They held on to each other for dear life, then Benjamin’s eyes met mine. I turned away, it hurt too much to look at her.
I put the tape behind some canned goods in my pantry and called Detective Peck. I’d give it to him and let the police handle it. Benjamin wrapped Sharon in a blanket. She sat motionless near the fireplace. Her face, a mask of chocolate porcelain, hid whatever she was thinking.
A towel soaked up water as I collected the pieces of the broken vase. Benjamin helped clean up. He looked as desolate as I felt. The strewn daises supplied an appropriate epitaph for this evening’s events.
“It seems inadequate to say, but I’m so sorry, Andrea. She’s not well. She’s … troubled.”
“Yes, she is. You heard all of it then?”
“Most of it. I came in just as the cup hit the wall or the shit hit the fan, however you want to look at it. I–uh… I heard the part about the gun being in the river.”

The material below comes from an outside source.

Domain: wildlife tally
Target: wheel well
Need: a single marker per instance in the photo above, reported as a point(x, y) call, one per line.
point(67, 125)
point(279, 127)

A sob caught in my throat. I wondered why Benjamin was taking it so well. When I made eye contact, I saw it hadn’t sunk in. His eyes held that distant look of someone whose body was here, but his thoughts were a zillion miles away. “The police are coming.”
“Yeah, I heard you make the call. Will they send an ambulance?”
I nodded. Finished cleaning, I stuck my hands in my pockets, raising and lowering my shoulders. What made you come back?”
“I spotted her or rather spotted my car in the rearview mirror. I thought she was going to confront you about what you’d done, and I wanted to be here for you.”
“I’m glad you did.”
The three of us sat in an atmosphere so heavy, words could not lift it. Fat flakes fell outside, and the fire crackled inside, while the clock ticked on the mantel. Ten minutes passed. It was surreal. I thought if someone could make an award-winning musical with AIDS as the topic, just think what a smart producer could do with this story.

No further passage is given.